Ünal, burada yaptığı konuşmasında: "Türkiye'de yaşanan olaylar biz yaşarken oldu. Geçmişte yapılanları unutmayalım, yeniden hatırlayalım. Türkiye'nin kısa demokrasi tarihinde halk ilk defa kendi hükümetini 1950'de seçti. 1946'da bunu denedi, fakat açık oy gizli tasnife takılınca olmadı. 1950 ile 1970 arası demokrasi tarihine askeri vesayet yılları olarak geçti. Milletin sandıkta verdiği mücadele darbe ile sonuçlandı. Bu millet hiç sesini çıkartmadı, engel olamadı. Ama 'Allah, devletime ve milletime zeval vermesin' dedi. Darbeciler, Atatürk'ün yaptığı anayasadaki 'Hâkimiyet kayıtsız şartsız milletindir' yazan o anayasayı değiştirdiler. 1961 anayasasında egemenlik millet adına anayasada belirlenen organlar eliyle kullanılır hükmünü koydular. Biz bu anayasayı değiştirmek istediğimiz zaman birileri Atatürk'ün anayasasına dokundurtmayız diyor. Bu Atatürk'ün yaptığı anayasa değil, Atatürk'ün yaptırdığı 1924'teki anayasa 1961 yılında darbeciler tarafından değiştirildi. Bunların savunduğu şeyin ne rejimle, ne Atatürk ile nede Cumhuriyet ile bir ilgisi yoktur. 1960 darbecilerinin kurduğu vesayet rejimini bunlar Atatürk'ün ismini kullanarak savunmaya çalışıyorlar" dedi.

PARLAMENTER SİSTEM İSTİKRAR OLUŞTURMUYOR!’
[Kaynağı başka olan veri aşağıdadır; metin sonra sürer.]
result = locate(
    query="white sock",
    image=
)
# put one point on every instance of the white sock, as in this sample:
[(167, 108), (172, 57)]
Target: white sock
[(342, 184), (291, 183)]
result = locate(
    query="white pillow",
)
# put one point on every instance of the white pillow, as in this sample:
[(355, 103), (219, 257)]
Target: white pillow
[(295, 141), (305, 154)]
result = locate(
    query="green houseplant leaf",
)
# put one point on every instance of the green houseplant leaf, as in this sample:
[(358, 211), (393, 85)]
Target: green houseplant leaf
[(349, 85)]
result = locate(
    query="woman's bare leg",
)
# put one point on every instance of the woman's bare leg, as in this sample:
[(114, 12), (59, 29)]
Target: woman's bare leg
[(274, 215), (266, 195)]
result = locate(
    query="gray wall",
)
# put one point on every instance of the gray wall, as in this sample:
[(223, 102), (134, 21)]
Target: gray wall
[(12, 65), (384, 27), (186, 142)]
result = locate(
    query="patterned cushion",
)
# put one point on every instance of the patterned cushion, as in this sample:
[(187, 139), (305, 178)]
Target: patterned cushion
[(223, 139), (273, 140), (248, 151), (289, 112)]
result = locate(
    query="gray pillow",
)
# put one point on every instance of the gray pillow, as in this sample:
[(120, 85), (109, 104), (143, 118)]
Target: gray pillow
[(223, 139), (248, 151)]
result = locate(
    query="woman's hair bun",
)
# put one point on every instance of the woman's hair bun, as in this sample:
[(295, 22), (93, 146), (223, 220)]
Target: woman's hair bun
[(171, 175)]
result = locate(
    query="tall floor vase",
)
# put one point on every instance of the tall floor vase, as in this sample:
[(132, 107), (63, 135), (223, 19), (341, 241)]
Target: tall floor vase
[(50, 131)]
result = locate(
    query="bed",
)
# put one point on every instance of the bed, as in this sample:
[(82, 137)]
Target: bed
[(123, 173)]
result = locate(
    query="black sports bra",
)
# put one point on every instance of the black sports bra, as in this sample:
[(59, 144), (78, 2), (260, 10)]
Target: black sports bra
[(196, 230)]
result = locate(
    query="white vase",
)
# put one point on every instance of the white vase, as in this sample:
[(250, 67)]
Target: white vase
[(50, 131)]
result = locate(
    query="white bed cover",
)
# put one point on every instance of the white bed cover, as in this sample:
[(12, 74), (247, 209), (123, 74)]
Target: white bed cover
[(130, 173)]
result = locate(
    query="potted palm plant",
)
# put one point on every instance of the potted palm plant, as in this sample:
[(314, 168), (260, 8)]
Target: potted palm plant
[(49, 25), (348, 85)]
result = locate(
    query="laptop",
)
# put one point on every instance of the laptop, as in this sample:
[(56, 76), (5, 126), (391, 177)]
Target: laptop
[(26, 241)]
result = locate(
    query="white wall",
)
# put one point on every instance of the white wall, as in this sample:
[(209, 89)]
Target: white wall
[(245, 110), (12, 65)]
Türkiye'de parlamenter sistem istikrar oluşturmadığını anlatan Ünal, "Parlamenter sistem vesayetten başka bir şey bize getirmedi. O nedenle Turgut Özal'da, Alparslan Türkeş'te, Necmettin Erbakan'da ısrarla başkanlık sistemini istedi" dedi. Ünal, "Canları istediği zaman darbe yaptılar. Canları istediği zaman milletin sandıktan çıkan iradesini hiçe saydılar, hükümeti devirdiler, canları istedi 367 diye bir şey uydurup cumhurbaşkanı seçilmesini engelleyen efendilerin yaşadığı Türkiye’yi bizde bu efendilerle birlikte yaşadık. Eğer bunu unuttuğumuzu zannediyorlarsa, 2002 yılında iktidara geldiğimizde o efendilerin ne kadar çözmediği sorun varsa o sorunların hepsini kucağımızda bulduk. FETÖ'de, PKK'da buna dâhildir. İstikrarı sağladık. Ekonomik büyümeyi sağladık. Türkiye'nin her yerine hizmetler ulaştı. Sizin bize verdiğiniz sandıktaki talimatla bunu yaptık. Biz 2004 ve 2005'te darbe girişimleri ile karşılaşmadık mı? 2007 yılında e-muhtıra yaşamadık mı? 2008 yılında parti kapatma olmadı mı? Cumhurbaşkanını seçtirmemek için 367'yi icat etmediler mi? Bir yandan bunlarla mücadele ettik. Bir yandan vatandaşa hizmet götürdük.

REJİM DEĞİŞMİYOR!’
Hamd olsun, hem şeytan taşladık, hem tavaf ettik. 2012 yılında bu sivil toplum örgütü görünümündeki yapı ilk hamlesini yaptı. Biz iktidara geldiğimiz bu sivil toplum örgütü görünümlü yapı 40 yıldan beri bu görünümde faaliyet gösteriyordu. Bunlar yargıda, emniyet ve ordudaki yapılanma ile devleti ele geçirmeye kalkıştılar, karşılarında bizi buldular. 40 yıldan beri hazırlık yapan bu yapılanmanın karşısında Recep Tayyip Erdoğan gibi sağlam bir irade olmasaydı, bu alçaklar ülkeyi ele geçirecekti. 40 yıllık hazırlık yapan bu hainlerin oyunu millet dört bir tarafta darmadağın etmiştir. Şimdi 17-25 Aralık ile 15 Temmuz'u yaşamış millet olarak vesayeti milletin iradesinin devlete yansımasını engelleyen bu sistemi değiştiriyoruz. Değiştirdiğimiz rejim değildir. Değiştirdiğimiz siyasal sistemdir. Hükümet sistemidir. Şimdi milletin karar verdiği, cumhurbaşkanının halk tarafından seçilme kararını mevcut sisteme uyumlu hale getirmek istiyoruz" diye konuştu.